A Genetic Algorithm-based Local Outlier Factor for Efficient Big Data Stream Processing
No Thumbnail Available
Date
Authors
Journal Title
Journal ISSN
Volume Title
Publisher
Abstract
Interest in outlier detection methods is increasing because detecting outliers is an important operation
for many applications such as detecting fraud transactions in credit card, network intrusion detection
and data analysis in different domains. We are now in the big data era, and an important type of big data
is data stream. With the increasing necessity for analyzing high-velocity data streams, it becomes
difficult to apply older outlier detection methods efficiently. Local Outlier Factor (LOF) is a well-known
outlier algorithm. A major challenge of LOF is that it requires the entire dataset and the distance values
to be stored in memory.

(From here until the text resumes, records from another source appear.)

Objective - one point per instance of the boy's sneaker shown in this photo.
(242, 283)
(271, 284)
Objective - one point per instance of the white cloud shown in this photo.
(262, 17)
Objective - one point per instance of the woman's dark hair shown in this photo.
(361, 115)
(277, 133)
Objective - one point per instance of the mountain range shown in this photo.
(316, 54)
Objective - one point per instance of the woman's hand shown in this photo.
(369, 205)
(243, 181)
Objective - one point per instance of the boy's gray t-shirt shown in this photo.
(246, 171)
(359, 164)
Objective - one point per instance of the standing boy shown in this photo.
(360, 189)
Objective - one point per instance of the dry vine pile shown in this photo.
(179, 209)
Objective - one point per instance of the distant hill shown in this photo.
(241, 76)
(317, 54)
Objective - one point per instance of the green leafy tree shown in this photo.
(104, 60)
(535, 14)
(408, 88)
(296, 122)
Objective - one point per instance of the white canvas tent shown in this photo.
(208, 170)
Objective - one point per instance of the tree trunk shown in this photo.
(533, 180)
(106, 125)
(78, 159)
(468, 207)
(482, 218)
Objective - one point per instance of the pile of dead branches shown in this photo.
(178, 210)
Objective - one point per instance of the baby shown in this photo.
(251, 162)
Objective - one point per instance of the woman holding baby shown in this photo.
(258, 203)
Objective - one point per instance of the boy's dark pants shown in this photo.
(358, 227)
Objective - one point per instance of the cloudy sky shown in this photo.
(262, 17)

Another issue with LOF is that it needs to be recalculated from the beginning
if any change occurs in the dataset. This research proposes a novel local outlier detection algorithm for
data streams, called Genetic-based Incremental Local Outlier Factor (GILOF). Moreover, we further
improved the GILOF performance in data streams by proposing a new calculation method for LOF,
called Local Outlier Factor by Reachability distance (LOFR). The improved algorithm for local outlier
detection in data stream is called the Genetic-based Incremental Local Outlier Factor by Reachability
distance (GILOFR). The GILOF and GILOFR algorithms work without any previous knowledge of data
distribution, and they are able to execute in limited memory. The outcomes of our experiments with
various real-world datasets demonstrate that the proposed algorithms have very good performance in
execution time and accuracy of outlier detection.